King Charles III is both well acted and written, and makes for compelling viewing.
King Charles III is an epic of Shakespearean proportions. Adapted from the 2014 Mike Bartlett play of the same name, it documents a future where upon the death of the Queen, Prince Charles ascends to the throne and refuses to sign a bill put before him by parliament. Bartlett (Doctor Foster, Doctor Who) also wrote the screenplay for the BBC drama, applying political intrigue and scheming to the House of Windsor to make this a must-see piece of television.
The entirety of the ninety-minute drama is scripted in iambic pentameter, which only adds to the Shakespearean feel, whilst also enhancing the intensity of the show. Overall, the scripting of the drama is outstanding, both intellectual but also relevant, and this is a credit to Bartlett’s writing.
Tim Pigott-Smith is impressive in his role as King Charles, his last piece of acting after his death last month. Not only does Smith effectively capture the mannerisms of Prince Charles in a very true to life depiction, he also adds speculative fictional layers to the character, creating a side to him that the public does not often see. Smith depicts Charles as a man of conscience torn between the ghost of his mother and what he feels is his moral duty as King, whilst also faced with the betrayal of his sons, who eventually force him to abdicate the throne he has waited his whole life for.
Charlotte Riley, who plays the Duchess of Cambridge, is scene stealing and there is little doubt over her talent as an actress. Saying that, her portrayal of Kate as a Machiavellian plotter is deposing her father-in-law in favour of her husband will no doubt be controversial; she is presented as the real power behind the crown. Due to this, the character feels at times one-dimensional – especially alongside Smith’s levelled portrayal of Charles – though this seems mostly the fault of the scripting rather than Riley.

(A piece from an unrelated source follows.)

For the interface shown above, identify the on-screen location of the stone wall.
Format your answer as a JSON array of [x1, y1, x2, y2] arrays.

The acting and scripting of the drama is superb, but that is not to say it is not without its flaws. One particular weakness is the plotline involving Prince Harry (Richard Goulding, who also played the role in Bartlett’s original play) leaves something to be desired. Harry is shown battling with his desire to lead a normal life with Jess (Tamara Lawrence), his newfound anti-monarchist girlfriend from a council estate, and his duty as the son and brother of a King. This part of the story feels rushed and compressed, focusing on the sensational rather than adding any accurate depth to the character. It serves only to flesh out the concept of the House of Windsor as the scheming bad guys, and as a viewer you are left feeling that maybe this story is better executed in the play.
King Charles III is controversial to say the least, and it is highly probable that the royal family will be unhappy with how they are depicted. With the focus on portraying the royal family as scheming, privileged and shambolic, this drama is definitely targeted at those with republican leadings. The drama certainly focuses on the sensational, both in the main story arc of the King’s refusal to grant assent to a bill (which would never happen in real life), and the more direct claims made about the parentage of Harry.
Whilst the viewer can accept this to a degree as dramatic license, it’s hard to stomach the scenes of the revenge-filled late Princess Diana haunting her ex-husband and sons. Whilst this serves to propel the story forward, the scenes are badly executed and don’t add much to the story itself. These aspects of the show are clearly designed to hype up the contraversy; and this is achieved by the superb acting and use of iambic pentameter in the script.
King Charles III is both well written and well-acted, and the drama makes for compelling but shocking viewing. Though the more sensationalist aspects of the plot are perturbing, Bartlett has successfully written an alternative future which is not far removed from the epic political dramas of William Shakespeare himself.
King Charles III aired on BBC Two and is available to watch via BBC iPlayer.